Bitcoin, Ether, XRP, Dogecoin Lag Stocks as ETF Demand Cools

Bitcoin, Ether, XRP and Dogecoin have underperformed equities during a nine-week stock market rally, with cooling demand for cryptocurrency exchange-traded funds adding pressure to an already subdued digital asset market.

The divergence between crypto and traditional risk assets has become increasingly visible as major stock benchmarks extended gains over the past nine weeks while large-cap cryptocurrencies failed to keep pace, as reported by CoinDesk.

Why Major Cryptocurrencies Fell Behind Stocks in the Nine-Week Rally

The performance gap suggests that traders have favored traditional risk assets over speculative crypto exposure during this stretch, even as broader market sentiment turned risk-on.
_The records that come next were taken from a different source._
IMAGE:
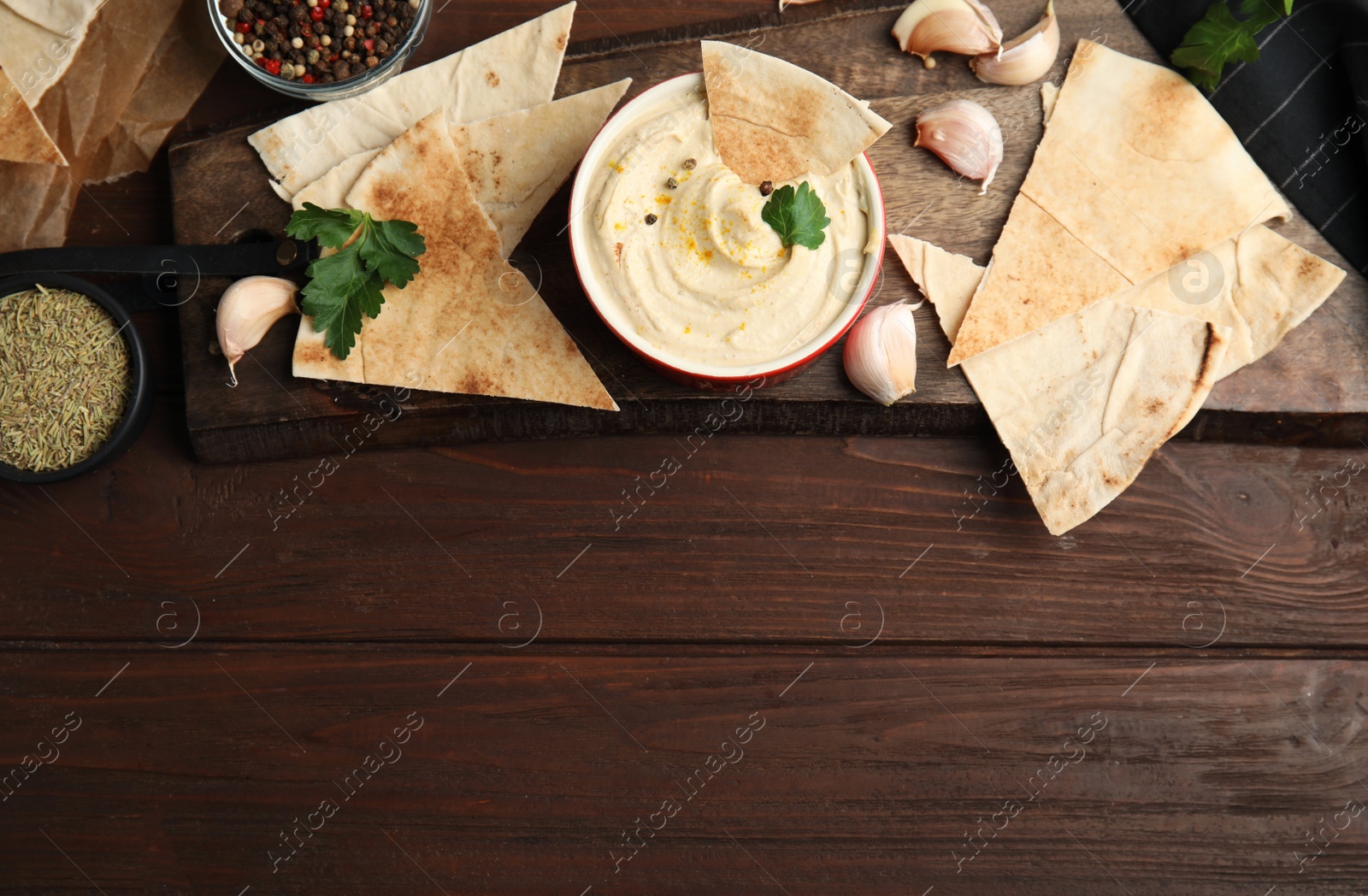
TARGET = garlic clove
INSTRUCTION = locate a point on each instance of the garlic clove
(957, 27)
(246, 311)
(882, 353)
(1023, 59)
(964, 136)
Bitcoin, Ether, XRP and Dogecoin all trailed equity benchmarks over the nine-week period.

This kind of divergence is notable because crypto and stocks have often moved in tandem during risk-on phases in recent years. The breakdown in that correlation points to crypto-specific headwinds rather than a broad pullback in appetite for risk.
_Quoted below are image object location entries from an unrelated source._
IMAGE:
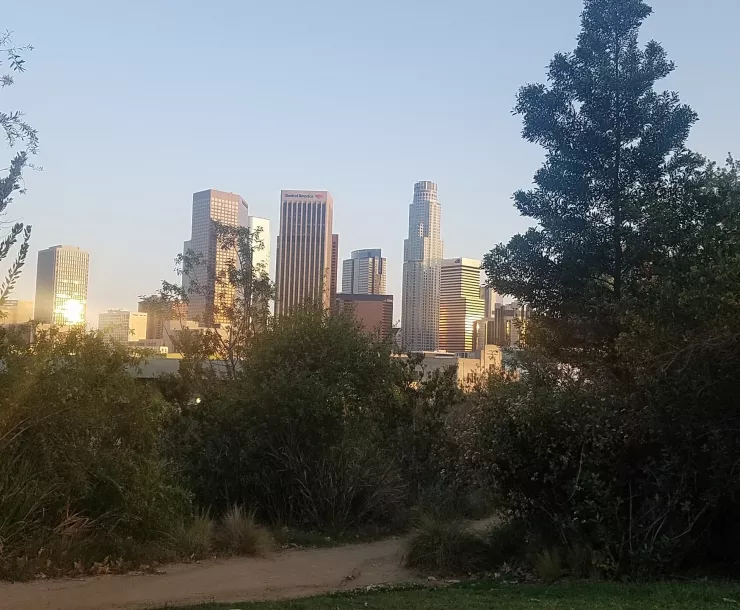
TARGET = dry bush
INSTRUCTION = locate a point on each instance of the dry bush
(196, 538)
(240, 534)
(444, 547)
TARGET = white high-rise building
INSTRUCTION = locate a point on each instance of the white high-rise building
(461, 305)
(305, 247)
(261, 257)
(122, 326)
(61, 286)
(364, 272)
(212, 296)
(422, 258)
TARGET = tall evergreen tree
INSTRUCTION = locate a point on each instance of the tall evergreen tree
(615, 150)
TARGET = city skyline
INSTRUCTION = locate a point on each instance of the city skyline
(364, 272)
(209, 294)
(374, 131)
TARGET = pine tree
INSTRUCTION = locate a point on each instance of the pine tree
(615, 150)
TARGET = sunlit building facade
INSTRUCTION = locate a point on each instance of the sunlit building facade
(262, 238)
(304, 250)
(123, 326)
(15, 312)
(61, 286)
(364, 272)
(422, 258)
(460, 304)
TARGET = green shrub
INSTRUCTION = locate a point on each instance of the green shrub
(322, 430)
(79, 444)
(239, 533)
(548, 564)
(507, 543)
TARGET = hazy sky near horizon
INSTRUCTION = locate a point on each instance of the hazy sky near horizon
(138, 104)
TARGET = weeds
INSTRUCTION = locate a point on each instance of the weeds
(444, 547)
(238, 533)
(196, 538)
As some market participants shift focus toward yield-generating strategies, platforms expanding USDT yield products have attracted capital that might otherwise flow into spot crypto positions.

How Cooling ETF Demand Weighed on Bitcoin and Broader Crypto Sentiment

A key factor behind the lag has been weakening demand for crypto-linked ETFs. Bitcoin, which typically serves as the bellwether for institutional crypto appetite, has seen softer ETF-related buying pressure in recent weeks.
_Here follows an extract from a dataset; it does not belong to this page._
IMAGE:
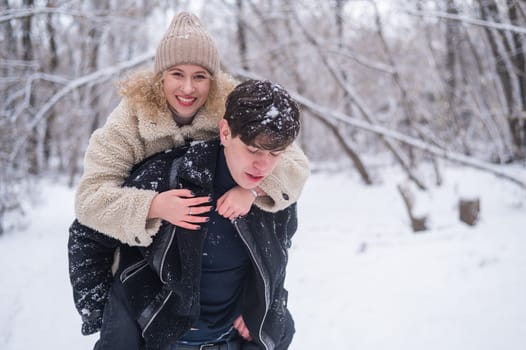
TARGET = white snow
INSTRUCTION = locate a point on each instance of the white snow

ETF inflows have historically provided a floor for Bitcoin’s spot price by channeling institutional capital directly into the market. When that demand cools, it reduces liquidity support and dampens confidence across the broader crypto complex.

The spillover from Bitcoin’s muted momentum has extended to Ether, XRP and Dogecoin. Altcoins tend to amplify Bitcoin’s directional moves, so weaker institutional demand at the top of the market cap hierarchy reverberates through the rest of the sector.

Broader developments in the digital asset industry, including growing interest in AI and blockchain convergence at events like the Indonesia 2026 summit, have not been enough to offset the drag from fading ETF flows.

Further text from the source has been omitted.